Predictions for China
Xu Dayou, China Council for the Promotion of International Trade vice-chairman, predicted that China will make “full use” of foreign investment in developing its power industry. China`s power development has been growing at 8 to 10 percent annually, with more than 12 GW commissioned annually in the last five years. The transmission and distribution infrastructure is keeping pace, and 89.6 percent of the households now have access to electricity. New generation capacity is expected to jump to 16 to 18 GW annually in coming years.
Mr. Xu reported 469.33 TWh of electricity generation in the first half of 1995, up 8.1 percent from the same period one year earlier, but that is only 47.41 percent of the planned target. Hydropower contributed 82.64 TWh; thermal, 382.92 TWh; and nuclear, 3.75 TWh. Daily electricity generation is between 2.6 and 2.7 TWh.
In 1993, per capita electricity consumption was 692 KWh, one-fourth of the world average figure. In daily life, residents used an average of only 62 KWh per capita.
Mr. Xu predicts that thermal power and hydroelectric power will remain the “mainstay” of power generation for quite some time, but he expects nuclear and other technologies that are not yet common in China to carve their own niche.
The sheer volume of proposed projects and needed funding are forcing the Chinese government to look for international funding in the development of the power industry. “Among the total investments, 20 percent will utilize foreign investment. That is to say, (US)$20 billion in foreign investment is needed. The domestic capacity to manufacture electric power generating equipment cannot meet China`s needs. About 30 percent of the equipment will be imported or be produced by joint venture factories,” he said. “Apart from the traditional channels such as international financial organization and other country`s government loans, China will devote major efforts to attract direct investment of foreign business to develop the power industry.”

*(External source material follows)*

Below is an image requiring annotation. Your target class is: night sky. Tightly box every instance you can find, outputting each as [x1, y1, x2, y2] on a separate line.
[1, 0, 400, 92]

The government is putting its support of foreign capital into writing, with the “Guide Catalogue for Foreign Business Industry” stating foreign business investing in the construction and operation of thermal, hydro and nuclear facilities is encouraged. Mr. Xu also noted that the “Power Act” to improve the investing environment will soon be submitted to the Standing Committee of the National People`s Congress. He gave no details of the Act`s contents.
“China`s power industry is a cooperation area with lowest risk and stable profit for foreign investors. The 64 operating power joint ventures in China all gained reasonable return. We believe that in the principle of `Share profit mutually, administrate market together,` foreign investors will gain profit through cooperation in China`s large market,” Mr. Xu said in closing.